Double Standard When It Comes to Underage Sex?

Popular culture often glorifies sex between an older woman and a teenage boy.

ByABC News
March 12, 2008, 12:19 PM

March 13, 2008— -- Should boys and girls be treated differently when it comes to underage sex?

In 1997, 35-year-old Mary Kay LeTourneau was arrested for having sex with her then 13-year-old student. At her trial, she was pregnant with their child.

It was the first of many highly publicized cases of teachers who had sex with their much-younger male students.

Sandra Beth Giesel, 42, had sex with her 16-year-old student. And 24-year-old Debra LaFave had sex with a 14-year-old.

Pamela Rogers, 29, who was on probation for having sex with her 13-year-old student, went to jail for then sending him a cell phone video of herself dancing erotically.

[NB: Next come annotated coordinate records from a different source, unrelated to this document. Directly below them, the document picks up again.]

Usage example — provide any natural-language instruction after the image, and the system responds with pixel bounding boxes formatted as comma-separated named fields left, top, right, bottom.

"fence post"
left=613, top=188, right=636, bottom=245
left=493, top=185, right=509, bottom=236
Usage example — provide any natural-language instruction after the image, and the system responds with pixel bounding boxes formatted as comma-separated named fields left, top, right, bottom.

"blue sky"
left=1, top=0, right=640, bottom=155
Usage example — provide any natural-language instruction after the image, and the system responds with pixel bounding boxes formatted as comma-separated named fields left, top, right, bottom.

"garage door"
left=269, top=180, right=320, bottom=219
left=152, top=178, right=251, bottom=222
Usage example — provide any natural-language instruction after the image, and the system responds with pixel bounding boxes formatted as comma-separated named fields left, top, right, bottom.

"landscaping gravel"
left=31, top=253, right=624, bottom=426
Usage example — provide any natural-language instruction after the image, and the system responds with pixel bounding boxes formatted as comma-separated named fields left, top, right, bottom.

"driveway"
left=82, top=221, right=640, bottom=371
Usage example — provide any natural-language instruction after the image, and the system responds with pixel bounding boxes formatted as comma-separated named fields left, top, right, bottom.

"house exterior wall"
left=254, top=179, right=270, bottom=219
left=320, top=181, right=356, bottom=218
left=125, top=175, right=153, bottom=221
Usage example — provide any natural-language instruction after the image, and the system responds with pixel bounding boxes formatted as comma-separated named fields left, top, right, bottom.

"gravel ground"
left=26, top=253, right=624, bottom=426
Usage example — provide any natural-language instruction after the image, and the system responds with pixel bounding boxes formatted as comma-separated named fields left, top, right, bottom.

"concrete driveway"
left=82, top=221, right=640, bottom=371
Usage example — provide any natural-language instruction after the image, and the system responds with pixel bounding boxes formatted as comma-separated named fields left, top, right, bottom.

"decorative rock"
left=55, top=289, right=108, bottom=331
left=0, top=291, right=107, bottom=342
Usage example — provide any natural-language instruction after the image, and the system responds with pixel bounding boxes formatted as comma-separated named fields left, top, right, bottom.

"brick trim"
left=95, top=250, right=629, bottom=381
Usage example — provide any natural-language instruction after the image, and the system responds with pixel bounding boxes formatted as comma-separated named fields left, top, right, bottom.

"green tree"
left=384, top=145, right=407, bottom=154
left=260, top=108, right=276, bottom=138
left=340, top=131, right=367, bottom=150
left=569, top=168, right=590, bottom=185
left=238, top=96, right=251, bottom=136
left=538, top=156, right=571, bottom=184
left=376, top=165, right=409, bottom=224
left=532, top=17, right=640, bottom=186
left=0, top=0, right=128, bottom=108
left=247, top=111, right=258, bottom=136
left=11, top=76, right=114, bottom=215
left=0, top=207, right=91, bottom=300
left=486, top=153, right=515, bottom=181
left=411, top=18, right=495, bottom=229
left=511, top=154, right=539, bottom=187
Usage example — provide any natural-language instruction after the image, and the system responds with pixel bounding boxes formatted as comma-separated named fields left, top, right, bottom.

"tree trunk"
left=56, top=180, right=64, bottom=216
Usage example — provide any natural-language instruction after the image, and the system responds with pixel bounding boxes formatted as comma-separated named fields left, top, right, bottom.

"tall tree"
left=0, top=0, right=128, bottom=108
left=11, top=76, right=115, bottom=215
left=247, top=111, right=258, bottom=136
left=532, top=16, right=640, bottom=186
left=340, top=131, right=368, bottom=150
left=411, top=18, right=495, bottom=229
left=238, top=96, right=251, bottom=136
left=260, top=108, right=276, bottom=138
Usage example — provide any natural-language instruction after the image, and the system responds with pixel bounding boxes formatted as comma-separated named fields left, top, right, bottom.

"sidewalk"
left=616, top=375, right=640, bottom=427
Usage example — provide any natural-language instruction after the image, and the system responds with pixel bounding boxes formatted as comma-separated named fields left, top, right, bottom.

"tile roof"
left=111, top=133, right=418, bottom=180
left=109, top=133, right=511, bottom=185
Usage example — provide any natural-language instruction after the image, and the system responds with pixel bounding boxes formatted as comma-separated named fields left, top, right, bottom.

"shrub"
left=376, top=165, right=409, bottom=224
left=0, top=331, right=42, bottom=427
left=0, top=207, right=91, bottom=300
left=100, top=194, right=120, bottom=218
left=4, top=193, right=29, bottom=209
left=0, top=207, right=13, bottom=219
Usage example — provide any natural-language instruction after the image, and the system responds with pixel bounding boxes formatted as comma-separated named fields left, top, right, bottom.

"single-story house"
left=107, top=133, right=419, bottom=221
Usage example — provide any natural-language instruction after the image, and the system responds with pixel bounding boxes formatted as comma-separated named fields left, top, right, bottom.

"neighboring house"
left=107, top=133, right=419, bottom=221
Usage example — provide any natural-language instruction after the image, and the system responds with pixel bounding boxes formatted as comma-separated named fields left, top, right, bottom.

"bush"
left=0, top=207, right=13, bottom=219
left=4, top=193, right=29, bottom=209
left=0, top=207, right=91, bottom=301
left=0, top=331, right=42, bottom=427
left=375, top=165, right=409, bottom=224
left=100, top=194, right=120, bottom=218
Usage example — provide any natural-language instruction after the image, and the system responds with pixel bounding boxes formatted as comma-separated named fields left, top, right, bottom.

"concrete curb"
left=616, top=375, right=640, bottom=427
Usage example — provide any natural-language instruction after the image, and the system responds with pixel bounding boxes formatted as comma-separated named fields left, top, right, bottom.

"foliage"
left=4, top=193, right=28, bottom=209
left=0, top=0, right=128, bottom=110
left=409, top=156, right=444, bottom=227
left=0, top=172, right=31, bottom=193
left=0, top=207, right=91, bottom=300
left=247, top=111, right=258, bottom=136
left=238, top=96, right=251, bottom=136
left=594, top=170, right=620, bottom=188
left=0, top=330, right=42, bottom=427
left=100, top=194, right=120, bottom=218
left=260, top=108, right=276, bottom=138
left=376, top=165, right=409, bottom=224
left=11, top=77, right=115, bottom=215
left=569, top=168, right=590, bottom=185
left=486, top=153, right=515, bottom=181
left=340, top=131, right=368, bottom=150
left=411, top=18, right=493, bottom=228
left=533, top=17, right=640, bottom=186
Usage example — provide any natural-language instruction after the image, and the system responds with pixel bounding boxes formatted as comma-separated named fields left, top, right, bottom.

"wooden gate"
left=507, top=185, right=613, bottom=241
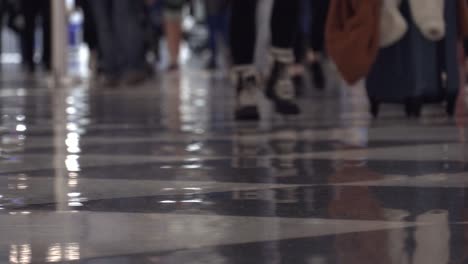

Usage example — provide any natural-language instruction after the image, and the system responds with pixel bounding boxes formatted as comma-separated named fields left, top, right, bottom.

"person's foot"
left=235, top=69, right=260, bottom=121
left=166, top=64, right=179, bottom=73
left=309, top=61, right=326, bottom=90
left=123, top=70, right=148, bottom=86
left=266, top=61, right=300, bottom=115
left=205, top=59, right=218, bottom=71
left=99, top=75, right=120, bottom=89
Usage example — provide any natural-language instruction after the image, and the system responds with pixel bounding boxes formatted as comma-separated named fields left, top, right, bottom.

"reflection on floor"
left=0, top=64, right=468, bottom=264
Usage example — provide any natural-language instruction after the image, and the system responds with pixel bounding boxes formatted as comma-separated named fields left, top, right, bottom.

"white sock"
left=232, top=65, right=260, bottom=107
left=409, top=0, right=444, bottom=41
left=271, top=48, right=294, bottom=64
left=380, top=0, right=408, bottom=48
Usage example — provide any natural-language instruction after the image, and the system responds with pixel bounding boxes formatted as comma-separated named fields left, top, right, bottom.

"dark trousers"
left=294, top=0, right=330, bottom=63
left=91, top=0, right=145, bottom=77
left=21, top=0, right=51, bottom=70
left=0, top=0, right=6, bottom=54
left=229, top=0, right=300, bottom=65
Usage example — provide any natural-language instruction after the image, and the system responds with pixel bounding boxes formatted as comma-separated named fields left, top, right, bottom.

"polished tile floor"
left=0, top=64, right=468, bottom=264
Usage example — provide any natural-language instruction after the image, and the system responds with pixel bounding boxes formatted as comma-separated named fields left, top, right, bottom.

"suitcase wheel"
left=446, top=95, right=457, bottom=117
left=405, top=98, right=422, bottom=118
left=370, top=98, right=380, bottom=118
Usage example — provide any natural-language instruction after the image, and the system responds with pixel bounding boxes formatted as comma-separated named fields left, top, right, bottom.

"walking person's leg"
left=266, top=0, right=300, bottom=115
left=91, top=0, right=121, bottom=86
left=229, top=0, right=260, bottom=120
left=39, top=0, right=52, bottom=71
left=21, top=0, right=39, bottom=72
left=307, top=0, right=330, bottom=89
left=112, top=0, right=145, bottom=84
left=163, top=0, right=184, bottom=71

Although each of these female teachers was criminally prosecuted, many people view the women's sex crimes very differently than they view similar crimes committed by men.

Both Rogers and LaFave have fan Web sites. Their admirers write things like, "I want to go back to high school!" and "That boy is a hero … got to be the luckiest kid on earth."

One LaFave site includes a tribute video set to the Van Halen song, "Hot for Teacher."

Movies and television often portray having sex with an older woman as an exciting conquest. The Comedy Central show "South Park" shows police officers impressed that an elementary school student slept with an attractive teacher. One cop jokes to the another, "The crime is she isn't doing it with me!"

When one of ABC's "Desperate Housewives" slept with a high school student, all season the student was shown as a lucky guy, never as someone who Eva Longoria's character Gabrielle was sexually exploiting.

There are differences between men and women, but is there something about that difference that makes it less serious when a woman sleeps with a younger boy? Studies do show that most teenage boys who had sex with older women say that the sex was voluntary and the experience positive.

Certainly parents treat their boys and girls differently. According to one survey, 61 percent say there is a double standard when it comes to sex.